Diderot, Satire première [écrite probablement entre 1773 et 1778] :
« N’avez-vous pas remarqué, mon ami, que telle est la variété de cette prérogative qui nous est propre, et qu’on appelle raison, qu’elle correspond seule à toute la diversité de l’instinct des animaux ? De là vient que sous la forme bipède de l’homme il n’y a aucune bête innocente ou malfaisante dans l’air, au fond des forêts, dans les eaux, que vous ne puissiez reconnaître : il y a l’homme loup, l’homme tigre, l’homme renard, l’homme taupe, l’homme pourceau, l’homme mouton ; et celui-ci est le plus commun. Il y a l’homme anguille ; serrez-le tant qu’il vous plaira, il vous échappera. L’homme brochet, qui dévore tout ; l’homme serpent, qui se replie en cent façons diverses ; l’homme ours, qui ne me déplaît pas ; l’homme aigle, qui plane au haut des cieux ; l’homme corbeau, l’homme épervier, l’homme et l’oiseau de proie. Rien de plus rare qu’un homme qui soit homme de toute pièce ; aucun de nous qui ne tienne un peu de son analogue animal.
Aussi, autant d’hommes, autant de cris divers. »
Starobinski, Une géographie des ramages, Littérature 2011/1 n°161, p. 5 :
« C’est devant l’animalité de l’homme civilisé que s’étonne Diderot [...]. L’homme social est encore une bête, et la société est toujours une forêt, avec toute la diversité des espèces qui la peuplent. Diderot écoute la rumeur du monde humain. Et, dans cette Satire première, il oppose à quelques rares cris du cœur féminins toute une anthropologie zoomorphe, manifestée par une multitude de travers masculins […]. C’est toute la caractérologie animale qui se déploie, telle que Le Brun l’avait codifiée, telle que La Fontaine l’avait exemplifiée. Cette ouverture, qui n’est pas la page la plus illustre de Diderot, révèle toutefois quelques-uns des traits marquants de son écriture : le rapide balancement des mots couplés, le jeu des opposés, puis la mise en mouvement, la liste ou la série qui se déroule et l’entrain énumératif. »
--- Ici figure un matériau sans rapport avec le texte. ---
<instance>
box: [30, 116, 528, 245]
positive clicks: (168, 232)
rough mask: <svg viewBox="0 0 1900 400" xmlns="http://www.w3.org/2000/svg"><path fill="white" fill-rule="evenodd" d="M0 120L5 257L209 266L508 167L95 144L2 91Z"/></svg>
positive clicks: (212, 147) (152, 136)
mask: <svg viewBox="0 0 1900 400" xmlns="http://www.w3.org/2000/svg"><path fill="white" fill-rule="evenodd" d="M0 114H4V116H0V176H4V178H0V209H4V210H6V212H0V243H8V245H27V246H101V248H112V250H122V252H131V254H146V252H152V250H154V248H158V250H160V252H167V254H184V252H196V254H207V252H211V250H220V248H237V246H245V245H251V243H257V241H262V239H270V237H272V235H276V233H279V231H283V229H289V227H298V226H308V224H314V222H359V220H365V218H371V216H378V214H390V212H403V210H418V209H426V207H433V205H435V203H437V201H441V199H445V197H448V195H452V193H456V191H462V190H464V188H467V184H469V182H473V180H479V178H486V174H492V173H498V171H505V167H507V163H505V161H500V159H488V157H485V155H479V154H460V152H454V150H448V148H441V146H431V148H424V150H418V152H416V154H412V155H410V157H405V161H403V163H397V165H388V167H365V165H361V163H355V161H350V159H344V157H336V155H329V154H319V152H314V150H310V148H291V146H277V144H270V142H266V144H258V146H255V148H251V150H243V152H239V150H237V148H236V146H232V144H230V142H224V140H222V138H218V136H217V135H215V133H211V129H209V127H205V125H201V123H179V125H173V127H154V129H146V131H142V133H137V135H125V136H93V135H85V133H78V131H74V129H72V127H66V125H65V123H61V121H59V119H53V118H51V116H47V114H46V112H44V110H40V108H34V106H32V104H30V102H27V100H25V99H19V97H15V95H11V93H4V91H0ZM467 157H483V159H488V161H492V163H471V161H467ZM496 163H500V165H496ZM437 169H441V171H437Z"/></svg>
Valéry, Mauvaises pensées, Pléiade t. 2 p. 788 :
« Tous les animaux étant réunis dans l'Homme, et l'Homme, comme construit par souscription de toute la Zoologie, avec quelques contributions de la Botanique et des minéraux […] il est ménagerie ; et il est de singes et de pies, mêlés de fauves, de moutons, etc... En tant qu'interrogeant, il est animal curieux : ce qui se voit si charmant dans l'enfant de trois ans… »
Cocteau, Thomas l'imposteur, Folio p. 65 :
« Tout homme porte sur l'épaule gauche un singe et, sur l'épaule droite, un perroquet. »
note :
Diderot montre chaque homme informé du caractère d’un animal qui lui est comme totémique. Valéry montre chaque homme composé de toutes sortes d’animaux.
Les animaux évoqués par Valéry ne sont pas donnés au hasard. Car singe = imitation ; pie = répétition ; fauves = agressivité ; mouton = lâcheté. Diderot note aussi que le mouton est un totem fréquent. Cocteau choisit lui aussi des animaux imitateurs : singe et perroquet. Différence universelle, inextricable ramage, de par l'universalité même de la tendance mimétique.